🤖 AI Summary
This work addresses the limitations of existing microservice autoscaling approaches, which either rely on heavily trained black-box models or handcrafted rules that lack generalizability in dynamic environments. For the first time, it integrates large language models (LLMs) with chain-of-thought reasoning to diagnose performance bottlenecks and recommend resource allocations by translating runtime telemetry into natural language state descriptions. The proposed method generates interpretable reasoning traces without requiring task-specific fine-tuning, enabling few-shot, generalizable, and safe scheduling decisions. Experimental evaluation on open-source microservice workloads demonstrates a 15% improvement in root cause identification accuracy, a 24× reduction in training overhead, and a 6% enhancement in short-term service quality.
📝 Abstract
Applications are moving away from monolithic designs to microservice and serverless architectures, where fleets of lightweight and independently deployable components run on public clouds. Autoscaling serves as the primary control mechanism for balancing resource utilization and quality of service, yet existing policies are either opaque learned models that require substantial per-deployment training or brittle hand-tuned rules that fail to generalize.

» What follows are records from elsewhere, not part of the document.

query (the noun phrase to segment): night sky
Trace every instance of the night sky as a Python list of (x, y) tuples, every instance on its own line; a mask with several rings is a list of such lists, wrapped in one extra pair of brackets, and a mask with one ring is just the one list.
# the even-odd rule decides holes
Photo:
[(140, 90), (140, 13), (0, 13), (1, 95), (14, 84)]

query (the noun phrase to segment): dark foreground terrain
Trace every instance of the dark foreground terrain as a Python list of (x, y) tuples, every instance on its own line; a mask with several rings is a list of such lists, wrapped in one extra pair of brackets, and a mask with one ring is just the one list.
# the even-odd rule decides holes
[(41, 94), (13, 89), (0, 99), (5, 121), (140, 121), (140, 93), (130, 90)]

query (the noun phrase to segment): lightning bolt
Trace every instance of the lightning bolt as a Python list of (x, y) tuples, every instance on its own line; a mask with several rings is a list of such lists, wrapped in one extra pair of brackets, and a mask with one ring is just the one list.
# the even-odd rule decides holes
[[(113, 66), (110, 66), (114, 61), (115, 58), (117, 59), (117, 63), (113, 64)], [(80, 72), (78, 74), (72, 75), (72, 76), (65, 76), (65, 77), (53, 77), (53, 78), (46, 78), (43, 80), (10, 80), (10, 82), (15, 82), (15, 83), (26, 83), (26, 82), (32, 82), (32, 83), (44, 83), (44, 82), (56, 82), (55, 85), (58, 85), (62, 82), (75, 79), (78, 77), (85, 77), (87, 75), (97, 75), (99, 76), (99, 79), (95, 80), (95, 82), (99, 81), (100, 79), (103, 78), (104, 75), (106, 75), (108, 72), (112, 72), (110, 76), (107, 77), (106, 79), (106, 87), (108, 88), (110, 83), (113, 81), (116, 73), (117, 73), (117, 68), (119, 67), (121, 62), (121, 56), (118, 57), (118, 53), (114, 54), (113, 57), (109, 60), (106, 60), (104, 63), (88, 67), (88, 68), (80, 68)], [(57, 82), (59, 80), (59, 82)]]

We investigate whether large language models can act as universal few-shot resource allocators that adapt across rapidly evolving microservice deployments. We propose ORACL, Optimized Reasoning for Autoscaling via Chain of Thought with LLMs for Microservices, a framework that leverages prior knowledge and chain-of-thought reasoning to diagnose performance regressions and recommend resource allocations. ORACL transforms runtime telemetry, including pods, replicas, CPU and memory usage, latency, service-level objectives, and fault signals, into semantic natural-language state descriptions and invokes an LLM to produce an interpretable intermediate reasoning trace. This reasoning identifies likely root causes, prunes the action space, and issues safe allocation decisions under policy constraints. Experiments on representative open-source microservice workloads show that ORACL improves root-cause identification accuracy by 15 percent, accelerates training by up to 24x, and improves quality of service by 6 percent in short-term scenarios, without deployment-specific retraining.